Ma quand’anche gli si spalancassero le porte delle elezioni ad ottobre che cosa se ne farebbe, per esempio, il Pdl? Constaterebbe la sua minorità nel Paese ben più di quanto attestino i sondaggi di opinione. Ed il Pd che probabilmente avrebbe tutto da guadagnare, sarebbe poi in grado di governare con Vendola e Di Pietro oppure con Casini e, siccome al peggio non c’è mai fine, magari con tutti quanti insieme appassionatamente, mentre il Cavaliere di nuovo in groppa ad un qualche destriero condurrebbe alla disfatta un improbabile centrodestra costituito da ciò che resta del suo partito e da una “Lega buona” (non abbiamo capito quale sia, onestamente)? Altri straccioni di Valmy, inutile dirlo, si preparano alla bisogna. Non occorre enumerali. Ma nessuno, proprio nessuno, sembra intenzionato a guardarsi dentro, a rimettere ordine in casa sua, a presentarsi con un minimo di decoro all’elettorato quando sarà il momento e chiedere i consensi sulla base di programmi comprensibili e di progetti che potrebbero essere condivisi.

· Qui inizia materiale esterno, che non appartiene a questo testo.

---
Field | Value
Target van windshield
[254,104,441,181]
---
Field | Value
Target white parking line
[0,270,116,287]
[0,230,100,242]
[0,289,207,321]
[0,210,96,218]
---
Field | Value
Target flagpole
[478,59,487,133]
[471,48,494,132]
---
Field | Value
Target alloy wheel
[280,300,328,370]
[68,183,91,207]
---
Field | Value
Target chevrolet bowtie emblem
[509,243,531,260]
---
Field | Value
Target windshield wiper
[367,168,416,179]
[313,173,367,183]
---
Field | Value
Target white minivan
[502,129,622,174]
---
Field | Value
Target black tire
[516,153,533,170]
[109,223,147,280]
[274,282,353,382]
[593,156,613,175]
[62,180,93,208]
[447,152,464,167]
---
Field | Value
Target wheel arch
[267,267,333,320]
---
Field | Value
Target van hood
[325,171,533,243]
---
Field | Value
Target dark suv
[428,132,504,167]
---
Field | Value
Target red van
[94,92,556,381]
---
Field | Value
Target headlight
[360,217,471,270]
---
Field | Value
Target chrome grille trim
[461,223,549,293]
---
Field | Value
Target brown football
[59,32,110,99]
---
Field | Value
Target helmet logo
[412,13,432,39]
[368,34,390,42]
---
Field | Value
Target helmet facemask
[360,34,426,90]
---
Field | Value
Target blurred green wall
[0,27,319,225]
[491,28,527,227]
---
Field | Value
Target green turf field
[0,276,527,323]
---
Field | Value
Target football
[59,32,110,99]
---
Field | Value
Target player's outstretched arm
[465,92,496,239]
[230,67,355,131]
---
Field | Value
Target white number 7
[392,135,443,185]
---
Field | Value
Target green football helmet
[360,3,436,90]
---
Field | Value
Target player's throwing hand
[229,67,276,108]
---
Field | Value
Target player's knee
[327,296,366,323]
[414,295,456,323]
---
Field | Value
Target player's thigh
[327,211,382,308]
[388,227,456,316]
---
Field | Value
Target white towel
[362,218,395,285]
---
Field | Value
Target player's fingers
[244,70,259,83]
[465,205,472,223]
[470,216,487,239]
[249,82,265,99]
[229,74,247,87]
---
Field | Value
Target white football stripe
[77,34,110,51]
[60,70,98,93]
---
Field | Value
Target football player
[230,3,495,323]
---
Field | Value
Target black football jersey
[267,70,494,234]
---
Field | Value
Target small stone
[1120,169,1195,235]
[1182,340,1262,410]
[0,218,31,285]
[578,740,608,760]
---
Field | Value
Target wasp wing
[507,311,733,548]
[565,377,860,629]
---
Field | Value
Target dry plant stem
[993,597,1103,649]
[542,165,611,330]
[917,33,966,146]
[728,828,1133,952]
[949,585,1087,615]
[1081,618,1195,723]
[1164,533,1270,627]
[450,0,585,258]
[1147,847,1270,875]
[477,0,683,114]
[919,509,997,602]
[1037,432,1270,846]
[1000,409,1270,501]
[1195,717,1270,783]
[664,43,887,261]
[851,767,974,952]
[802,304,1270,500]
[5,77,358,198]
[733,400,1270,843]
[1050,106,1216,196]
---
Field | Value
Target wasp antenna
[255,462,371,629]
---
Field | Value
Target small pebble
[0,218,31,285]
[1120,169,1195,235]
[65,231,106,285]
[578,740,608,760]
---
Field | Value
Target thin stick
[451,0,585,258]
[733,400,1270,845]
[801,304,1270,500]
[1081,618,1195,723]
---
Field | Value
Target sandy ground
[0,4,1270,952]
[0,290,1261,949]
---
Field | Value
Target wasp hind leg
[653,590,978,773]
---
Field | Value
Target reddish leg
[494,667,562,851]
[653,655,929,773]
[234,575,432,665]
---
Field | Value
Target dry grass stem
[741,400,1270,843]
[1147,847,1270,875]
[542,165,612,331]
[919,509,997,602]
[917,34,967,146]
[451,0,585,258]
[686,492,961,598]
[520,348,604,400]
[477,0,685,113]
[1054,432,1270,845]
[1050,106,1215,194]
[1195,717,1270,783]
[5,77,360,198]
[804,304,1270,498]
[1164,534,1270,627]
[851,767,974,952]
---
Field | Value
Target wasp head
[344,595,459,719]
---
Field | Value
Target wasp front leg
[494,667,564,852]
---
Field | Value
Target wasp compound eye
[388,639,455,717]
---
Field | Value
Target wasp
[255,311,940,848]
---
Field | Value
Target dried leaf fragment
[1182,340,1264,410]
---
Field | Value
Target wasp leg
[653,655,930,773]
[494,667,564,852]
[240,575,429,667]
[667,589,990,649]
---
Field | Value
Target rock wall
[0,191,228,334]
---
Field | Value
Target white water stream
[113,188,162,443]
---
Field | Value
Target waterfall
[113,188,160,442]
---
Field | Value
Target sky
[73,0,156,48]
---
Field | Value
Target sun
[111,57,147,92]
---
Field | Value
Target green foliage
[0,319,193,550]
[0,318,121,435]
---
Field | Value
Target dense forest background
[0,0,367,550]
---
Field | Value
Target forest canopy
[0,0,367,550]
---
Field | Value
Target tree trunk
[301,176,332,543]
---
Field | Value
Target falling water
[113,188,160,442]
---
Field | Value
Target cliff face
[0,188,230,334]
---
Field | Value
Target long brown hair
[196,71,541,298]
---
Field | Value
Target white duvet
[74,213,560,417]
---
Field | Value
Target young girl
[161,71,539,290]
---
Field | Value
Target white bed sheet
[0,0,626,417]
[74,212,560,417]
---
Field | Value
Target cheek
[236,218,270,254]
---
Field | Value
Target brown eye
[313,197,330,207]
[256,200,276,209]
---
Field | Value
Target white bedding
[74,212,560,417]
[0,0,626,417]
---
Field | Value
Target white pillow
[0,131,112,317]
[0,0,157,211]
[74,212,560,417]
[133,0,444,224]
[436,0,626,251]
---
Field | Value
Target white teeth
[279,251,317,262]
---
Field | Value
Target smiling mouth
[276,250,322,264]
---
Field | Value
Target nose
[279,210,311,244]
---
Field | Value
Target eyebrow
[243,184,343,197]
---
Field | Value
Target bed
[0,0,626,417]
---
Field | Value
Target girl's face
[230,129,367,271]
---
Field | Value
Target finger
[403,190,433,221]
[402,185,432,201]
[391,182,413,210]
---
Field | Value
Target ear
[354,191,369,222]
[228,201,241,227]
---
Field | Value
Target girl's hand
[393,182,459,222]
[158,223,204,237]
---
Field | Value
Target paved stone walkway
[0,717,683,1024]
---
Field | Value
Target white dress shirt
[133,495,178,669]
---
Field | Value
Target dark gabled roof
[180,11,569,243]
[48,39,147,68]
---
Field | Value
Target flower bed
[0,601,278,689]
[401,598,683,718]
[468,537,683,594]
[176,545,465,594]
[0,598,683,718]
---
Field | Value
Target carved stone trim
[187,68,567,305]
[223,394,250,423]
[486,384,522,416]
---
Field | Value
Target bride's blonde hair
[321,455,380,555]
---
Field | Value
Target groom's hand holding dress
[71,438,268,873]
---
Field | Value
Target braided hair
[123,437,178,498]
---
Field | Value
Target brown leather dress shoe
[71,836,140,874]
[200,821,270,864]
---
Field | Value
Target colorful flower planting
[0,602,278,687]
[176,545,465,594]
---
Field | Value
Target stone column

Per dirne una: l’altro giorno il Senato, sia pure per pochi voti, ha approvato i cosiddetto Senato federale. Niente di più di una prova d’orchestra tra Pdl e Carroccio. Non reggerà certamente alla prova del passaggio alla Camera. Ma al di là di questa bruttura, firmata come la legge elettorale dall’ineffabile Calderoli, contraddittoria e sconclusionata giuridicamente, vi è qualcuno che si sia chiesto com’è possibile che s’istituisca uno Senato federale in uno Stato centralista? Banale interrogativo, si dirà. Infatti lo è a tal punto che i Soloni nostrani non se lo sono neppure posto. Per loro, o qualcuno di loro, cambiare un istituto rappresentativo senza modificare la struttura dello Stato è del tutto normale, purché sia funzionale a rappattumare ciò che non può stare insieme, come un’alleanza finita che, oltretutto, non aveva neppure portato tanto bene a chi l’aveva stipulata.

Il centrodestra ed il centrosinistra devono ridefinirsi. E non possono farlo nascondendosi dietro il paravento di Monti. Tantomeno possono evitarlo, tanto per confondere gli elettori, invocando le elezioni anticipate nella certezza di gettare il Paese nel caos e di vederlo massacrato dagli speculatori. Aprile, comunque, è vicino. Le temano le elezioni invece di chiederle i partiti. E, se ne sono capaci, reinventino se stessi. Gli ne saranno grati i loro stessi elettori. Come lo sono a Napolitano.